I. DISCLOSURE OF TYPE AND TERMS OF INSURANCE

Plaintiff signed for optional credit life and disability insurance when he purchased an automobile on credit. Defendants argue that since the credit insurance was optional, such insurance is not included in the calculation of the "finance charges" under the Act and that the disclosure made on the face of the contract adequately discloses the "cost." This Court does not agree.

*508 Plaintiff properly notes that unless the customer is adequately informed about the type and term of the credit insurance policy, he does not know the "cost" of that insurance. The customer must know not only what the monetary charge is, but what he is getting for that charge.
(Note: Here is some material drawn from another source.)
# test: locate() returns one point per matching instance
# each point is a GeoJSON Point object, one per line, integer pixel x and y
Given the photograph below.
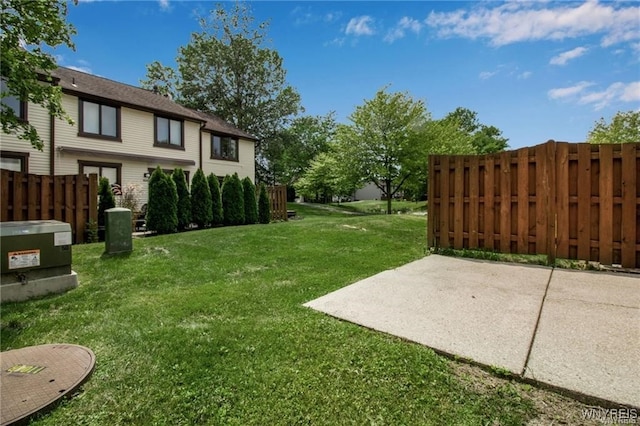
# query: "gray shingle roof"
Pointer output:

It is for that reason that the Board of Governors of the Federal Reserve System issued a regulation which provides that although the cost of credit insurance need not be included in the finance charge, the creditor must provide a "statement of the type of insurance and the term thereof." 12 C.F.R. § 226.402. Plaintiff alleges that defendants provided no such statement.

This Court finds that those sections of Count I pertaining to defendants' failure to provide a statement of the type and term of the insurance state a claim upon which relief can be granted.

 
II. LARGE COMMISSION AS "HIDDEN FINANCE CHARGE"
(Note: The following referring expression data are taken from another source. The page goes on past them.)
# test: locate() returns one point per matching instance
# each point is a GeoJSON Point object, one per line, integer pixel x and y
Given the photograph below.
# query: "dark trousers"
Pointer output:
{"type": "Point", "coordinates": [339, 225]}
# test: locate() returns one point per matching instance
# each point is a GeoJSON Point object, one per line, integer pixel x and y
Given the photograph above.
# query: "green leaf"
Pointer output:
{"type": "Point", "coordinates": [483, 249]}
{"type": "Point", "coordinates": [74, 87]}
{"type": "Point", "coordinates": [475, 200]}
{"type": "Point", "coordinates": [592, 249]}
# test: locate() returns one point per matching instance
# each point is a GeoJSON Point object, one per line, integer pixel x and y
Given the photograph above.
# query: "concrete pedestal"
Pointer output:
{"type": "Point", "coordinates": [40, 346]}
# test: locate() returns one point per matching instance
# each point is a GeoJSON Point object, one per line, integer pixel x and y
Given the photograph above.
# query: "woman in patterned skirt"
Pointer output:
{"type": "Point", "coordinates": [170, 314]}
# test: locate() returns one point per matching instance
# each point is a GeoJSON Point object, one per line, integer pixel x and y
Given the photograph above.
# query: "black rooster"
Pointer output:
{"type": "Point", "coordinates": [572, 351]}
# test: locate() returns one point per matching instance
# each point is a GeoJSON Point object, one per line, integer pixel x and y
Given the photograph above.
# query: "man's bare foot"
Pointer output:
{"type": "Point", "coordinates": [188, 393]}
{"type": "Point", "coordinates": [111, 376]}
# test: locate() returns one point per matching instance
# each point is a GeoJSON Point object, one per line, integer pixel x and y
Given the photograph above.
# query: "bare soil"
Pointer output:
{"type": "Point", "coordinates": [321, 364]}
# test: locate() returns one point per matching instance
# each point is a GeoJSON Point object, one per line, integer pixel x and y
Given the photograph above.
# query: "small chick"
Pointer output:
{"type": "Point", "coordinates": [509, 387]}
This Court finds that when credit insurance is optional and is clearly noted as such on the face of the contract, the cost of the insurance premium is excluded from the finance charge under Section 106(b) of the Act and Section 226.4(a) (5) of Regulation Z, regardless of the amount of commission the seller makes.

Therefore those sections of Count I which allege violation of the Act for failure to include as part of the finance charge on the contract all or part of the charges for credit life insurance are dismissed.

 
III. THE ACCELERATION CLAUSE

Defendants' final argument is that an acceleration clause need not be placed on the front of the contract since it only creates a creditor option upon "the failure of the customer to perform his obligations." This Court does not agree, particularly in light of the specifics of this contract.

Upon acceleration of all unpaid amounts, a charge may result to the customer. Although defendants specify on the front of the contract that upon repayment the customer will receive a rebate of unearned finance charges based on the "Rule of 78," no similar provision is contained in the acceleration clause. Thus, plaintiff alleges that by exercising the right of acceleration, defendants reap unearned finance charges and are obligated to refund that money, i.e., plaintiff is faced with a charge. The Federal Reserve Board's Opinion Letter No. 851 specifically states:

 
[I]f upon acceleration of the unpaid remainder of the total payments, the creditor does not rebate the unearned finance charges in accordance with the rebate provisions disclosed in § 226.8(b) (2), any amounts retained beyond those which would have been rebated under the disclosed rebate provisions represent a "charge which should be disclosed under § 226.8(b) (4)."

In the absence of any rebate provision, the contract must disclose the amounts retained upon acceleration.

Therefore those sections of Count I which allege violation of the Act for failure to adequately disclose defendants' right to accelerate the unpaid balance of the contract upon default do state a claim.

 
IV. COUNTS II THROUGH V

Because Count I does state a claim upon which relief can be granted, this Court will exercise pendent jurisdiction over Counts II through V, United Mine Workers v. Gibbs, 383 U.S. 715, 86 S. Ct. 1130, 16 L. Ed. 2d 218 (1966).

 
CONCLUSION

Defendants' Motions to Dismiss are granted insofar as they relate to those portions of Count I which allege that defendants violated the Truth-in-Lending Act by failing to disclose all or part of the charges for credit life insurance sold to plaintiff.

Defendants' Motions to Dismiss are denied insofar as they relate to the remaining sections of Count I and Counts II through V.